This Governor, the fear of whose name extended far into China, to whom the Kings of Narsinga and Persia, Siam, Cambaya, Turkey, and Cairo sent gifts, the conqueror of Ormuz and Cananor, Goa and Malaca, who dispatched his agents even to the remote Moluccas, and who was determined to destroy Mecca (five hundred Portuguese were to ride swiftly inland from the coast, take it by surprise and burn it to ashes) and thought of altering the course of the Nile, did not disdain to occupy himself with the alphabets for teaching children to read, the missals and pontificals for churches, pearl-fisheries, the horse trade, the colour of the Red Sea, how to pack quicksilver, and a hundred other matters of great diversity, while on the question of arms and merchandise to be sent from Portugal to India[17] no modern official report could exceed his letters in accuracy and minuteness.

For instance, he declares that lances are sent out unsharpened, as they come from the Biscay factories, to the care of a barbeiro inchado in India, and in 1513 says that he now has workmen in Goa who can turn out better guns than those of Germany. Unfortunately in Portugal India was regarded merely as a mine to be exploited, not as a field that required farming in order to continue productive. Albuquerque, when, as he says, over his neck in work, had to answer great bundles of letters from the King, often filled with carping criticisms of his actions or containing contradictory projects. He complains that there is a new policy for each year, almost in the words of Dante in the Purgatorio:

fai tanto sottili
Provvedimenti ch’ a mezzo Novembre
Non giunge quel que tu d’Ottobre fili.

It must be confessed that Albuquerque in these letters, filled with the eloquence of the Old Testament, gave as good as he got: the pity is that the King probably only saw them in the official summaries. “Sir, the soldiers in India require to be paid their salaries,” he says on one occasion, or “Your Highness is not well informed,” and he warns him that should matters continue as in the past the empire will come crumbling about the King’s ears.

Again he writes that he is not amazed that the accusations should be made, but amazed that the King should believe them. The names of his accusers were withheld, as later in trials before the Inquisition, but he knew whence the trouble came and does not mince his words in telling the King of the corruption, greed, carelessness, and incompetence of the officials in India appointed by the King. “And if I were not afraid of Your Highness I would send you a dozen of these mischief-makers in a cage.”

In five days he writes nineteen letters to the King, some of them of considerable length, this task occupying him till dawn, after a long day’s work. On a single day he wrote the King eight letters, one of which contains a splendid general account of the state of India, another is a little masterpiece describing the misdeeds of one of his captains.

No doubt his critics believed him to be harsh and insensible.
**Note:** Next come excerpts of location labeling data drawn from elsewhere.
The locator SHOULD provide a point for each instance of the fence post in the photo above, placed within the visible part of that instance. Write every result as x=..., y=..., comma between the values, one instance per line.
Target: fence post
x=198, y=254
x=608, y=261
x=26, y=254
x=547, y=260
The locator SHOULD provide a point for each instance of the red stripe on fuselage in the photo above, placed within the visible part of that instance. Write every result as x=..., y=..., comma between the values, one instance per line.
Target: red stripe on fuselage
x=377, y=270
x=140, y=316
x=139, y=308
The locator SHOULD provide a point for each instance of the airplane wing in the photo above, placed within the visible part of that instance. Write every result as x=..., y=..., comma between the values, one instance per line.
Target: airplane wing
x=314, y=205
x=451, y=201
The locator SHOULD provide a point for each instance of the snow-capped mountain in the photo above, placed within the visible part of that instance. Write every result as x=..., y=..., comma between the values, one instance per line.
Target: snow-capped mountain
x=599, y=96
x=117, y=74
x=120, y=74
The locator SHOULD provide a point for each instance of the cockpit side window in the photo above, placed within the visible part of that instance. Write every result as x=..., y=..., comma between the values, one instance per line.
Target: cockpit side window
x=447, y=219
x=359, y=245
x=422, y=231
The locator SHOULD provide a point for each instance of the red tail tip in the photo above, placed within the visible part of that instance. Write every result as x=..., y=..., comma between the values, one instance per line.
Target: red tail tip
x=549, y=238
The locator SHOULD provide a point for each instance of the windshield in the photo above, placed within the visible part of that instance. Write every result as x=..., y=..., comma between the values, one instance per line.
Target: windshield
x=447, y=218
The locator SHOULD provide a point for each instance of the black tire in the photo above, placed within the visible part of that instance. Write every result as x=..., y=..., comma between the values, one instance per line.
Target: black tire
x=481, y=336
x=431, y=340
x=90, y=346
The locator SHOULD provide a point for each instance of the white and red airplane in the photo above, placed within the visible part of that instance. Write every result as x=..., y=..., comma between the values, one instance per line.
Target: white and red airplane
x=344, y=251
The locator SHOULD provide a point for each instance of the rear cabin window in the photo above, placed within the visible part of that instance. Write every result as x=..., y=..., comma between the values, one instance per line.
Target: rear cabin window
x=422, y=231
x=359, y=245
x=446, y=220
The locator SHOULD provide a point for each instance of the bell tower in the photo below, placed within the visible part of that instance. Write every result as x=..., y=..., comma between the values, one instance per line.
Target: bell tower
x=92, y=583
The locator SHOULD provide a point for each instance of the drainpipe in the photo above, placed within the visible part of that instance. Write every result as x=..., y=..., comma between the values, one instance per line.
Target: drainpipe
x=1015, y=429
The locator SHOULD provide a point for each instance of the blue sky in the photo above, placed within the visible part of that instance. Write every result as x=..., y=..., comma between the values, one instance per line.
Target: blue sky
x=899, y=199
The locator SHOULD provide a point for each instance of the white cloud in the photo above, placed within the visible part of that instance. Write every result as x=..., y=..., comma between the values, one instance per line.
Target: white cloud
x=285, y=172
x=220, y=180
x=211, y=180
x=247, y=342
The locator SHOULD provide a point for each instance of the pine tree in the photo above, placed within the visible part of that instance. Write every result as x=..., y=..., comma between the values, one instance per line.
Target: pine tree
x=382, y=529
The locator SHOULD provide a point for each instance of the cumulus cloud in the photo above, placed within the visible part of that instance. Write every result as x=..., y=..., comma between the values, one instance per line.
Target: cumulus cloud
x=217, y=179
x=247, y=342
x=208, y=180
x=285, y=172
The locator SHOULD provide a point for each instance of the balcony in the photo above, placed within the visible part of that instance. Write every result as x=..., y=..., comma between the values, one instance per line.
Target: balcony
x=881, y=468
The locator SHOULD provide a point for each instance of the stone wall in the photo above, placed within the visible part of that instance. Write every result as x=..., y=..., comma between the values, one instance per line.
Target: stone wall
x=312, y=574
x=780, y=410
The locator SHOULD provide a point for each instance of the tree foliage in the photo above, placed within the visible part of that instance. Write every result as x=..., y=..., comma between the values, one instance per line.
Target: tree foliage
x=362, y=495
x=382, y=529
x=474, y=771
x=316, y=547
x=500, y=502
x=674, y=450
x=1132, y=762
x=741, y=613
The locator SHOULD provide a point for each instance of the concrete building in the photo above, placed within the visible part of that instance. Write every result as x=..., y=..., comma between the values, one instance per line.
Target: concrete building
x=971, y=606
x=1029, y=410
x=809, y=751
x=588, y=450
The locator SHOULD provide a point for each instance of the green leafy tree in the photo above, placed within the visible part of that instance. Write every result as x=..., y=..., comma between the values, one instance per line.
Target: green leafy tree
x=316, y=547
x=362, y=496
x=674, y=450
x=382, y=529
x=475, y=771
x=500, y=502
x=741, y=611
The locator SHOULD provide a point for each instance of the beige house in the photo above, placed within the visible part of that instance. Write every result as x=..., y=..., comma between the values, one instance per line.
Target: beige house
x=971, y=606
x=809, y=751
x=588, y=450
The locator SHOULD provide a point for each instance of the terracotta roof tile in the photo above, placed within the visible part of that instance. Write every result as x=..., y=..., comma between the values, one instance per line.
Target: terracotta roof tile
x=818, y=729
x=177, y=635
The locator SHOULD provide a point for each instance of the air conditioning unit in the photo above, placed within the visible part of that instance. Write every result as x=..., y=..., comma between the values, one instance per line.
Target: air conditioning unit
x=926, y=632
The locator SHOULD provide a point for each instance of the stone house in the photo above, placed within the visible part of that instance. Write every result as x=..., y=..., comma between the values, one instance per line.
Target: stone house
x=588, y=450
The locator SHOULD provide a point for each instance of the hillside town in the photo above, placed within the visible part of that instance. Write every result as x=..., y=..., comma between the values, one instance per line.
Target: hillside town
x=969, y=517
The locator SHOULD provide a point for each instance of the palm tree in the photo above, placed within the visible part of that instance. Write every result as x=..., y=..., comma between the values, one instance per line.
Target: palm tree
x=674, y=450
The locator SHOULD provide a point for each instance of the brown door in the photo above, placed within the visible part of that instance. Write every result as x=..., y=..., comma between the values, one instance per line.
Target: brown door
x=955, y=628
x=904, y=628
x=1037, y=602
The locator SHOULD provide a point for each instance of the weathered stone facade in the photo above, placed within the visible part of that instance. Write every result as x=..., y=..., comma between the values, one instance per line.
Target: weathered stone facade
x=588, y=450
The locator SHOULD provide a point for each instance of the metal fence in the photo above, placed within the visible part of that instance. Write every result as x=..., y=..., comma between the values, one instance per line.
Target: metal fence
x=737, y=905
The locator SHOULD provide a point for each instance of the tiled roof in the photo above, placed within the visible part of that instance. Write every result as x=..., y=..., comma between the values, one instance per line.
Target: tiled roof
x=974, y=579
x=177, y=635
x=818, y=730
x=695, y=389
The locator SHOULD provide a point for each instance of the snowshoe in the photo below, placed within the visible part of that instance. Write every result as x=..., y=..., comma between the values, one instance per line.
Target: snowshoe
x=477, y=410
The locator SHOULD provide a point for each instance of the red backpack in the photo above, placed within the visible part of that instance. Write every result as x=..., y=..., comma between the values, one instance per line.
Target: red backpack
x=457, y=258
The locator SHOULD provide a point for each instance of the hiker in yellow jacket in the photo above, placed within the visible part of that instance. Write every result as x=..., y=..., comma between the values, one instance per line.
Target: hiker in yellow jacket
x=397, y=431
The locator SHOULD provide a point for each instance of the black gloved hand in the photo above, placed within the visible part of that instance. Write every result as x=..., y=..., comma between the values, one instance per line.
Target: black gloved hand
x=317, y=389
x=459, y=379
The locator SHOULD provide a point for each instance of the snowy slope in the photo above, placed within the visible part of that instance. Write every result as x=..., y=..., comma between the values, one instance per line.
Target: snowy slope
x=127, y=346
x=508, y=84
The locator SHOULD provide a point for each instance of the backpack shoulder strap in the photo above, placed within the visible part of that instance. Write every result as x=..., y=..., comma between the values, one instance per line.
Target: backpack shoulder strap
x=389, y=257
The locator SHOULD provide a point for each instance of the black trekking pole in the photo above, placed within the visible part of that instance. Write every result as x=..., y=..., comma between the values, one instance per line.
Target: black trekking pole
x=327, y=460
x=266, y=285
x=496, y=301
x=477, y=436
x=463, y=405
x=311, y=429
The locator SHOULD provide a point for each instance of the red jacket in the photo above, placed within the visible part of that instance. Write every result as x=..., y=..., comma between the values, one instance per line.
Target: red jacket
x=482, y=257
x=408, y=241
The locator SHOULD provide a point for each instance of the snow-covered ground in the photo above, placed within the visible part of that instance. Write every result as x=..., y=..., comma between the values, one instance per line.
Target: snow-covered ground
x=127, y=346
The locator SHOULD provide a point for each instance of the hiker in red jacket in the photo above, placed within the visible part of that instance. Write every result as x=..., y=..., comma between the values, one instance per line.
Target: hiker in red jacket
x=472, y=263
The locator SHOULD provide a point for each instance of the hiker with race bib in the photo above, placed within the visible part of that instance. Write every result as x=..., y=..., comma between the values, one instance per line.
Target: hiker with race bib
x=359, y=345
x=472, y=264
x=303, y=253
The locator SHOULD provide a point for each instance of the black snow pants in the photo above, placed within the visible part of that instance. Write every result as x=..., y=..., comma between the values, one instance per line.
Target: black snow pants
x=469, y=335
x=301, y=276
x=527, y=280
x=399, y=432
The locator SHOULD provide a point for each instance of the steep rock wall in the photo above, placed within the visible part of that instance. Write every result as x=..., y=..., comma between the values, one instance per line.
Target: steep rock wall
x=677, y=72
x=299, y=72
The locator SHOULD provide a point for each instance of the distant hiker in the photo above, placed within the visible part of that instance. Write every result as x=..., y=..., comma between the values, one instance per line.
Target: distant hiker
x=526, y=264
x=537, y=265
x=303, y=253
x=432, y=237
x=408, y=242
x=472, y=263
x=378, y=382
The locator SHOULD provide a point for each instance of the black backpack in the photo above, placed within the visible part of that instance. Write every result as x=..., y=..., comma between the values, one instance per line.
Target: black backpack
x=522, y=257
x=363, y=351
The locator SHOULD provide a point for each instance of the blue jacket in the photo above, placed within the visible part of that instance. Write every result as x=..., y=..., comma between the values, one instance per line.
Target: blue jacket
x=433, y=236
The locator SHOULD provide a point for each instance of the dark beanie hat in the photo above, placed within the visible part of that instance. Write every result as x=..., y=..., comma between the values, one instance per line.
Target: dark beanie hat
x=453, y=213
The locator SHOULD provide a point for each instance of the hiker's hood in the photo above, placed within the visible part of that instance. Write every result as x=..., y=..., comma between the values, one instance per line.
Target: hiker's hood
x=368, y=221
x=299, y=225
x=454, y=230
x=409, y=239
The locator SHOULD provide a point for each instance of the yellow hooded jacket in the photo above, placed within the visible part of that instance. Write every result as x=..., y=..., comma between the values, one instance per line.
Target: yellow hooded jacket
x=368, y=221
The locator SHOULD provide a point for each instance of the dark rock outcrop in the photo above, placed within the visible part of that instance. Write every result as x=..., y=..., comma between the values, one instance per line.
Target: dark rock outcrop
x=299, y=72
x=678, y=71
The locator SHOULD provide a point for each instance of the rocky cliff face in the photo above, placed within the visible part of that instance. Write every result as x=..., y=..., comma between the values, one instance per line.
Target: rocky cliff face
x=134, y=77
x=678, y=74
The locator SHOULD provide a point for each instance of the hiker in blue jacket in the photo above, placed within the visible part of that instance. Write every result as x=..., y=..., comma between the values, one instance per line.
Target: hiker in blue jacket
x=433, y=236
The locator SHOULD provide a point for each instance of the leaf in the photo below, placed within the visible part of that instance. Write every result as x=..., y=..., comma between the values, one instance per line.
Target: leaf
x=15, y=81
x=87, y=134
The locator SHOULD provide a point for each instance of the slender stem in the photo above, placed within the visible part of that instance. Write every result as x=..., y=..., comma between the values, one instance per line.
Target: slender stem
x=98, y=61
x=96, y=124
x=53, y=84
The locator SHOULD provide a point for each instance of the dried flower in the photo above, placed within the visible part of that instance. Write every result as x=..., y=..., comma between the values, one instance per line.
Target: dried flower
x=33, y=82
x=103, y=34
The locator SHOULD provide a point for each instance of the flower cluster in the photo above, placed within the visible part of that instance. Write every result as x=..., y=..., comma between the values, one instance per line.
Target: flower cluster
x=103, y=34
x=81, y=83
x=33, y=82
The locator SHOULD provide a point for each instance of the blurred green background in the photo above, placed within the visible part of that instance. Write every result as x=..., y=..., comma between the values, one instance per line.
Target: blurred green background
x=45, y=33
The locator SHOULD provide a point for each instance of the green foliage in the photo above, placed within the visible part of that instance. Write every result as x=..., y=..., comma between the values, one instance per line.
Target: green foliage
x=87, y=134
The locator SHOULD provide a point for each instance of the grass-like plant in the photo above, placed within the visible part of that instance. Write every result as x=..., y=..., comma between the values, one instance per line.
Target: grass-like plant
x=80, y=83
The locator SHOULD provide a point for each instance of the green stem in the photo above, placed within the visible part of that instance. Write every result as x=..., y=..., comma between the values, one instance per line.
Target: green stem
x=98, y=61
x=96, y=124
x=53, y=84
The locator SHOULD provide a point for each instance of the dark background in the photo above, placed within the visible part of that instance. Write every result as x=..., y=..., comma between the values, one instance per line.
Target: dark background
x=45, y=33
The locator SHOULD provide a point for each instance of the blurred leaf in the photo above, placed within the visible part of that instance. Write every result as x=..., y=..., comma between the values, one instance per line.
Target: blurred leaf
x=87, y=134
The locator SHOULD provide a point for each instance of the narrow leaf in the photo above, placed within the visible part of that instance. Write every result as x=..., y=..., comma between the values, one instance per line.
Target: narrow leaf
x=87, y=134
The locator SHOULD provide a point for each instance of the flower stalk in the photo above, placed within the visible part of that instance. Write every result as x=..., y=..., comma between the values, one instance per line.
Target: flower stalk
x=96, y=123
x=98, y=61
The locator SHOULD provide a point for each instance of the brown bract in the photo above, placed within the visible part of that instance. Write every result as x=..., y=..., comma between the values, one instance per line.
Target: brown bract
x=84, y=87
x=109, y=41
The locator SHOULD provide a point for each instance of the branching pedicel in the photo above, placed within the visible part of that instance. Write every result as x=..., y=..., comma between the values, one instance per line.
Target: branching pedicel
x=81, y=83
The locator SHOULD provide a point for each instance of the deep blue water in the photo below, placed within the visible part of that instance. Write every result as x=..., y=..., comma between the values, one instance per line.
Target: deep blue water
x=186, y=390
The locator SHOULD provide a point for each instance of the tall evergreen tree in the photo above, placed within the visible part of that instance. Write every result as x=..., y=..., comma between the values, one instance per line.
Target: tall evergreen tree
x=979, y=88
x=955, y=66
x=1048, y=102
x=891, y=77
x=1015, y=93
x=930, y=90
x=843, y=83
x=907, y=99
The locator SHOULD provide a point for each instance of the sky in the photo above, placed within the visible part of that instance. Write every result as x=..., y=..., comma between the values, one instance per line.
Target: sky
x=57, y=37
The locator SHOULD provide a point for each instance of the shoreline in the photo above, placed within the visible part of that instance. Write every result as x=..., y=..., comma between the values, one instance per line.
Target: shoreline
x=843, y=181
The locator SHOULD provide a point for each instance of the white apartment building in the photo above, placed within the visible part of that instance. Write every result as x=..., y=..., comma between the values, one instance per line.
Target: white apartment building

That this was far from being the case is shown by the fact that on receiving, amid a shower of blame and criticisms, a sympathetic letter from his old friend, the historian Duarte Galvão, he shed tears, and also by the deep feeling he displayed when a whole batch of letters came from the King full of dispraise. “Your Highness blames me, blames me, blames me,” he wrote, and again, “My spirits fell to the ground and my hair turned twice as white as it was before.”

When, therefore, a few months after he had written of his intention to return from Ormuz to India in order to see the King’s letters and know if he had sent ships and men for the expedition against Aden, he heard that his successor was appointed, it is scarcely an exaggeration to say that the news killed him.

Albuquerque’s crime was to have thought of India and Portugal first, before personal interests and ambitions. “They call me a harsh man,” he said; and “these officials of yours do not love me.” But if he could vigorously show his dislike of the false and slovenly, he always liberally rewarded good service, was loyal, generous, and unselfish, and showed a most delightful pleasure in any thorough work or workman. “The best thing I ever saw,” he says of a map; and of a good carpenter, “he is a marvellous man.”[18]

No sooner was Albuquerque dead than his greatness was felt, and posterity has never sought to deny it. If we consider the conditions under which his great work was accomplished in six years—his ships often so rotten that they sank of sheer old age, his men few and ill-armed (before he received reinforcements in October 1512 he says that the whole number of Europeans under his command in India were but 1,200, of whom barely 300 were properly armed), the fact that all his projects were liable to be upset by orders dictated in ignorance at home, and that as soon as his back was turned (for instance, when he went to attack Aden) all the officials in India treated him as dead and his instructions as a dead letter—we will not deny that posterity has done well to honour and admire this man in his lonely magnificence. Fannomi onore e di ciò fanno bene.